Он был уверен, что добрался к этому пониманию сам, один на белом свете. Но вот, спустя десятки лет после этой вспышки, прочел у Германа Гессе в «Сиддхартхе»: «Если время не имеет действительности, то грань, отделяющая, как нам кажется, мир суеты от вечности, боль от блаженства, добро от зла, — это тоже обман, заблуждение». Время не имеет значения или действительности?
Не поговоришь уже с Гессе, не обсудишь, в чем тонкая разница. Не спросишь, как, когда, при каких обстоятельствах понял он, Гессе, то же, что приходило ему в хмельных раздумьях. Что вино может превратиться в уксус, а вот уксус больше никогда не станет вином. Что мудрость, которую мудрец пробует на словах передать другому, пусть тоже мудрецу, превращается в глупость…
И с мудрецами не поговоришь – остались только строки. Не спросишь, не уточнишь, не найдешь толковых разъяснений. С кем поговорить? Чье наследие выбрать? В Греции свои семь мудрецов, в Индии – свои. Он обвел взглядом большой овальный стол для гостей и званых обедов.

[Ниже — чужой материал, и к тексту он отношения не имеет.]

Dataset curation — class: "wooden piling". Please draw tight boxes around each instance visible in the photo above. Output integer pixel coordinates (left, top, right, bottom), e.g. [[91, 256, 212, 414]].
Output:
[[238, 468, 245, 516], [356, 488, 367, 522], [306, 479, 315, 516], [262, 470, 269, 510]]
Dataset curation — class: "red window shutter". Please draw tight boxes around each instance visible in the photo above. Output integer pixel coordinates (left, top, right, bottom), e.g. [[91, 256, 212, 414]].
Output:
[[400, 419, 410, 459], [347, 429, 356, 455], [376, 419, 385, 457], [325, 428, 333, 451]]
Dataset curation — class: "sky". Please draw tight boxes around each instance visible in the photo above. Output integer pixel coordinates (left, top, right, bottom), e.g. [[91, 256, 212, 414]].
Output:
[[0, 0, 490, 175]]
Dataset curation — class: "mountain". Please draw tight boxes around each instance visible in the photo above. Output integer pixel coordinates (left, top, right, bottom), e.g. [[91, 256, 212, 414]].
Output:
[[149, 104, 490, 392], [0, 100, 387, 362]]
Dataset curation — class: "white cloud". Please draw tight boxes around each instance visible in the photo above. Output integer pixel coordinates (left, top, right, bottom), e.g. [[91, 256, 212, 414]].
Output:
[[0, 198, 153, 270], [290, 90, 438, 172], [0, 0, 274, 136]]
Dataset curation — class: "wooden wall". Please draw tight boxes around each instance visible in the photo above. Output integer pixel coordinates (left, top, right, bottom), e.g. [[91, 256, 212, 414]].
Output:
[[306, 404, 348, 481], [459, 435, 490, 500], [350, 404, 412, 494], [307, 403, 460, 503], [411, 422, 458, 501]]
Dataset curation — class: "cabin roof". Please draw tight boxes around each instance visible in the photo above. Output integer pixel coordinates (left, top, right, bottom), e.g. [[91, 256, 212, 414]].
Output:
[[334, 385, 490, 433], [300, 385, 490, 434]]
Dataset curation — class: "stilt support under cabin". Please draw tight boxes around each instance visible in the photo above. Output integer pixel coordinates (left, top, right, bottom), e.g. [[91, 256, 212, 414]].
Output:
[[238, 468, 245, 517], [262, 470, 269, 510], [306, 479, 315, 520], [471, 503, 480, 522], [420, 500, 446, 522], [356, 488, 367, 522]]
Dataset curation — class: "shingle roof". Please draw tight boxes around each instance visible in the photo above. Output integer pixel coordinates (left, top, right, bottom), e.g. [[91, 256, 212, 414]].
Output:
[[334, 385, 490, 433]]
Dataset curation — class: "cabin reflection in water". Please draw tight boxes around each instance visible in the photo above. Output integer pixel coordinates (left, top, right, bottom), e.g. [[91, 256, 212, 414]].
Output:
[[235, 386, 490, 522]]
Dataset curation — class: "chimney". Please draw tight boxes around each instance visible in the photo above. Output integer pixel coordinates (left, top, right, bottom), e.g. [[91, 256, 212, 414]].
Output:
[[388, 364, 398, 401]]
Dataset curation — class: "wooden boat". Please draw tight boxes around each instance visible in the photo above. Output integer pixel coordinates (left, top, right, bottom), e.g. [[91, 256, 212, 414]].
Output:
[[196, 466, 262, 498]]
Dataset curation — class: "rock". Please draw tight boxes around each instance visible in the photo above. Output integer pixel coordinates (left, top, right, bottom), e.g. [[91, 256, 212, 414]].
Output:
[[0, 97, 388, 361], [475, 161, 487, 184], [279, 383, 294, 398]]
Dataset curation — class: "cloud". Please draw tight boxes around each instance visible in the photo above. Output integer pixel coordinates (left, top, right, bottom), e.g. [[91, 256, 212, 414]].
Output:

Рассадил по часовой стрелке персидских поэтов-суфиев, мастеров касыд, газелей и рубаи. Всех, кого мог вспомнить.
Вот отец персидской поэзии, Гомер-слепец Самарканда и Бухары – великий Рудаки. Певец мудрого одиночества, социолог и пацифист, психолог и придворный советник.
- Все люди как люди, один ты – усталый зверь в берлоге? – спрашивает Рудаки. – Но и без людей ты превращаешься в одинокого зверя. Молчишь? Правильно – молчи. Сказанное во хмелю или сгоряча огорчило бы меня, а вот молчание твое – награда для всех нас. Запрись в доме своем, не беспокой никого даже шорохом слов и мыслей. Ведь тот, кто стучит пальцем в чужую дверь, вскоре услышит удары кулака в свою. Мир подобен лютому змею, а ты можешь оказаться неумелым змееловом. И тогда не избежать тебе боли от ядовитых укусов. Обрети мир в своем одиноком бдении. Войны – дело злых глупцов. И не вини никого в своих бедах. Жена врача не виновата, если моча твоя плоховата…
Вот Насир Хисроу, ученый и путешественник, изобретатель касыд, певец разума и любви.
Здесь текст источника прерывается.